The camera obscura was the forerunner to the camera, and was a big hit at seaside resorts.  It consisted of a dark round room with a round table inside, and using light penetrating through a small hole and lenses, it was possible to obtain an image of the outside projected onto the table inside.  The picture of the inside of a camera obscura above is not the one at Folkestone, but is added to give you an idea of how they looked when in use.
It's hard to tell as it is in black & white, but it must have been a sunny day because the boat rentals were providing their customers with protection from the sun.  I am not sure if that is another camera obscura to the right of the Lifeboat House, it might have been, but it looks somewhat different to the one in the picture above.
This view, like the one above was taken from the Victoria Pier.  Isn't it nice to see the lifts busily working away on both sides?  Now that is something even I remember!

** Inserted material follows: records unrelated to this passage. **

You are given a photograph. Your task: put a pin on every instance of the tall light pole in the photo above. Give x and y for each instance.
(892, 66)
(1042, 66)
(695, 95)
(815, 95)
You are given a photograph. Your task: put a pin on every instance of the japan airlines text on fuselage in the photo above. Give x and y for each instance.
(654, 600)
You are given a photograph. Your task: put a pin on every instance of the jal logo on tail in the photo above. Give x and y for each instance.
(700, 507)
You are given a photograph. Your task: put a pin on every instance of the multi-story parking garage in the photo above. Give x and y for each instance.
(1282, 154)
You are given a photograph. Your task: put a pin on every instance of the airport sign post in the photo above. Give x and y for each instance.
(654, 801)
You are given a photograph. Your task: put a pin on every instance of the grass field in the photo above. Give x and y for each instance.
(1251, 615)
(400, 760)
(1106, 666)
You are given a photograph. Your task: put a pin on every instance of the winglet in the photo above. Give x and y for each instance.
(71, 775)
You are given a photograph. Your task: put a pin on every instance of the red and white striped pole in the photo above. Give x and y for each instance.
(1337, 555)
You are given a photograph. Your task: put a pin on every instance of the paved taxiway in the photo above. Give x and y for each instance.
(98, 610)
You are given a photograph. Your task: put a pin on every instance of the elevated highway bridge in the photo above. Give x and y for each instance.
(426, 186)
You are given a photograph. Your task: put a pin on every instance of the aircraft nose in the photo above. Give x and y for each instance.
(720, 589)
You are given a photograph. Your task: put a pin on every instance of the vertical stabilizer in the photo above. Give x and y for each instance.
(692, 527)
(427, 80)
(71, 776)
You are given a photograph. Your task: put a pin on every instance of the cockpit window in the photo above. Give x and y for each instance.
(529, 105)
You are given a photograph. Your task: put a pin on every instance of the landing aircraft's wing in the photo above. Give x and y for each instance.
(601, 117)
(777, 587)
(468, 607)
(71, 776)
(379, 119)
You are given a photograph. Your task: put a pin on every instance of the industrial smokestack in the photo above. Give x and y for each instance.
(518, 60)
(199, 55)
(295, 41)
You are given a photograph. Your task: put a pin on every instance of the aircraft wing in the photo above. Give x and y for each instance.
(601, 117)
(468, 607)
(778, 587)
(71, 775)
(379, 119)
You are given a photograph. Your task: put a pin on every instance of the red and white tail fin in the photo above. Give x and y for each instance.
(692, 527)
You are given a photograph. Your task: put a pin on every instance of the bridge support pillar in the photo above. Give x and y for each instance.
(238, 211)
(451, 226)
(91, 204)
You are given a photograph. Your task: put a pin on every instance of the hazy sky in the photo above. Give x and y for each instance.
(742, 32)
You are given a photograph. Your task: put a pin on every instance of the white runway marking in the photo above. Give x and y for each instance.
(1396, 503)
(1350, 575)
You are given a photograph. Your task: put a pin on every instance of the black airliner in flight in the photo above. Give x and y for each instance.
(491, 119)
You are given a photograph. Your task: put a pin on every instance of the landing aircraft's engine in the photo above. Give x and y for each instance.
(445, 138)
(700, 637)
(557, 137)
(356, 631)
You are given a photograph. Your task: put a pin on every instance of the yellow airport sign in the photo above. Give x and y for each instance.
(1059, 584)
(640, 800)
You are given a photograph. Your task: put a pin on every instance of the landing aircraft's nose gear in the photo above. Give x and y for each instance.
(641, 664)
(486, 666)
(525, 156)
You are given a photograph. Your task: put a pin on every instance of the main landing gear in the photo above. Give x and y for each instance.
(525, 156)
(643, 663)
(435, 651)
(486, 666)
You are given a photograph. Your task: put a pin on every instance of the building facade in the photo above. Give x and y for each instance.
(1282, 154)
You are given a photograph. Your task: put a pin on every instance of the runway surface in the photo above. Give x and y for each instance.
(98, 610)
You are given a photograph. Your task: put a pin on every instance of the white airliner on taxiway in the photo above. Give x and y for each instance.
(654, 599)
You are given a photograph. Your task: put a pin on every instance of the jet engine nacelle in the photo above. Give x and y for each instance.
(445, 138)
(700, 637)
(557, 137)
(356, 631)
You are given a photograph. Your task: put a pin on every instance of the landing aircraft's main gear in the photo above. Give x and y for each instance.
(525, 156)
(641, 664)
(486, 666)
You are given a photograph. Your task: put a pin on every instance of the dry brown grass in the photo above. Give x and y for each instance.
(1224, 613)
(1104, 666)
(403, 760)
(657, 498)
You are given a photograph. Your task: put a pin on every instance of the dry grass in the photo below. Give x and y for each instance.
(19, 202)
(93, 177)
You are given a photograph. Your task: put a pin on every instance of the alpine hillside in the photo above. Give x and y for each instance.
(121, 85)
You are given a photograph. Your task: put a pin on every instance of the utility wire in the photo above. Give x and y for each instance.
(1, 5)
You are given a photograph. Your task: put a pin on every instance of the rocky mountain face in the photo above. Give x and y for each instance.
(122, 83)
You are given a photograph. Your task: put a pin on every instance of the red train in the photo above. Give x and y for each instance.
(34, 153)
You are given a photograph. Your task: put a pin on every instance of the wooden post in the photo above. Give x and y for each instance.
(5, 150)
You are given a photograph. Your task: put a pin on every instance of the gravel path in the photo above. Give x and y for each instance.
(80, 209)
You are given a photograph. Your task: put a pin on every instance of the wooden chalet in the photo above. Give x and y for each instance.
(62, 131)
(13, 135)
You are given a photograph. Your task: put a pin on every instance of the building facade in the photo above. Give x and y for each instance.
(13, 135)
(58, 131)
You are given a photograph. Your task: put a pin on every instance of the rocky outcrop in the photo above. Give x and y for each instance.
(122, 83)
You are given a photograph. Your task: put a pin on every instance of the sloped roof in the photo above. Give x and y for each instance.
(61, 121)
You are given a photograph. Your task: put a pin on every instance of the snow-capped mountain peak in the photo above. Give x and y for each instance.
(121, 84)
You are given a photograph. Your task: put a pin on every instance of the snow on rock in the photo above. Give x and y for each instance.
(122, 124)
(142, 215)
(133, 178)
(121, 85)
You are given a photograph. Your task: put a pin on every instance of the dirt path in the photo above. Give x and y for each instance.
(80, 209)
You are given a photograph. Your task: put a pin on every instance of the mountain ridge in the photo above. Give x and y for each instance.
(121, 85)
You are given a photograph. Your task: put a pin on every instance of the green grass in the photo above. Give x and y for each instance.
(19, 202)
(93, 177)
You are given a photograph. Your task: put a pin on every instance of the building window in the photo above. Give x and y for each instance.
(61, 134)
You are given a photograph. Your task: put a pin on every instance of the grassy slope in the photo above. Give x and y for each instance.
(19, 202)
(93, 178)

Oh now this one is clear enough to see everything in detail.  The building I was not sure about in the photo above is definitely a restaurant, as you can see people sitting at tables.  I see they also had a lounge bar to the right of it - probably for the men.  That really does look as if it could be another camera obscura to the right of the Lifeboat House doesn't it?  I think all that remains from this picture is the Marine Crescent arc of buildings on the right.  Possibly some on the Leas above are still there, but I don't think so.  The only buildings of that age still there now are Albion Villas, and it's possible they are on the far right with the two chimneys, but to the left, the first one of that age and height is what is now the Carlton Hotel and Leas Bar, and I think they are too far along to to be visible in this shot.
Lots of people on the pier on this day in 1912.  The buildings on the Leas were very sparce though weren't they?  Those were also the days when they kept the shrubbery trimmed so you could see them.  Do you remember the telescope that was on the Leas that you could put a coin in to get a closer look out to sea?  Well, the telescope is still there, but it looks directly into a forest these days!

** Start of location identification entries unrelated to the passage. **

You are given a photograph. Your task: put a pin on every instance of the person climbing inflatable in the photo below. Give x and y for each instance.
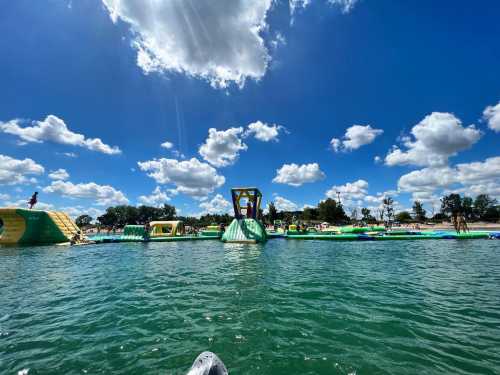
(33, 201)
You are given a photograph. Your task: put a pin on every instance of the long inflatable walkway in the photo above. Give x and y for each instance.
(33, 227)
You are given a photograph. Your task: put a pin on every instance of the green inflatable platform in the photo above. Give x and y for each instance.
(245, 231)
(33, 227)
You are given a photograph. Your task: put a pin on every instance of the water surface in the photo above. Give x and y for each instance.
(286, 307)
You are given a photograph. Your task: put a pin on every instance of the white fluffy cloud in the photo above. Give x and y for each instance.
(283, 204)
(222, 147)
(59, 174)
(352, 190)
(14, 171)
(217, 205)
(168, 145)
(75, 211)
(345, 5)
(54, 129)
(471, 178)
(190, 177)
(103, 195)
(435, 139)
(156, 198)
(492, 116)
(219, 41)
(296, 175)
(264, 132)
(355, 137)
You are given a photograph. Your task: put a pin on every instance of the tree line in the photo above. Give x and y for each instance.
(482, 208)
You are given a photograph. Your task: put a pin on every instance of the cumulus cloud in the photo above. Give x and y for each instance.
(472, 178)
(75, 211)
(190, 177)
(345, 5)
(54, 129)
(492, 116)
(4, 197)
(264, 132)
(103, 195)
(351, 190)
(296, 175)
(222, 147)
(219, 41)
(15, 171)
(283, 204)
(156, 198)
(217, 205)
(355, 137)
(60, 174)
(435, 139)
(168, 145)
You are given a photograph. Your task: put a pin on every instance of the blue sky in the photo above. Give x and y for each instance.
(306, 98)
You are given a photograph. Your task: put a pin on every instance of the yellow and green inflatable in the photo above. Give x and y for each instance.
(32, 227)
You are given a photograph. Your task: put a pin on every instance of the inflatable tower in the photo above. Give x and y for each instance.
(246, 226)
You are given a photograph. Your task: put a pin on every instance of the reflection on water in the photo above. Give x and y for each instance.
(286, 307)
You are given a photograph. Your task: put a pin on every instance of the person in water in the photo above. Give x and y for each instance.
(147, 230)
(454, 220)
(249, 210)
(462, 224)
(33, 200)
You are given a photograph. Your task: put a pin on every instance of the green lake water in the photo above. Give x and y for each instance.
(286, 307)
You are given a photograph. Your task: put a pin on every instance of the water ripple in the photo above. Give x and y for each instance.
(287, 307)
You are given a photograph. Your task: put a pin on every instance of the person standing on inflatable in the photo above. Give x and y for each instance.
(33, 200)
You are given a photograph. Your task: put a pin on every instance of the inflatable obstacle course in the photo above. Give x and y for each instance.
(246, 226)
(34, 227)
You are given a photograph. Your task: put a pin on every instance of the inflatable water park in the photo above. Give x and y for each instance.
(38, 227)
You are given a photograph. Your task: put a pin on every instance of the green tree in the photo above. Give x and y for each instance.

Picture on the right is courtesy the Legends of Folkestone Facebook page.
Mixed bathing again, showing the Victoria Pier in the background.  The lady in the foreground with a parasol reminds me somewhat of my sister Karol, but please don't tell her I said that!
A different view of the same area as above. 
A busy beach in 1913
Another view of that same cabin, plus the Victoria Pier, with people watching 'Venturesome Bathers'.
The gentleman who sent this card in 1907 tells the recipient "This is a ripping place for mixed bathing!"
Looks like some horseplay going on in this one!
A charming little photo of children playing at the water's edge in 1907.

The parents must have had to really watch their children in those days, if they fell over in all those clothes, the weight would have dragged them under!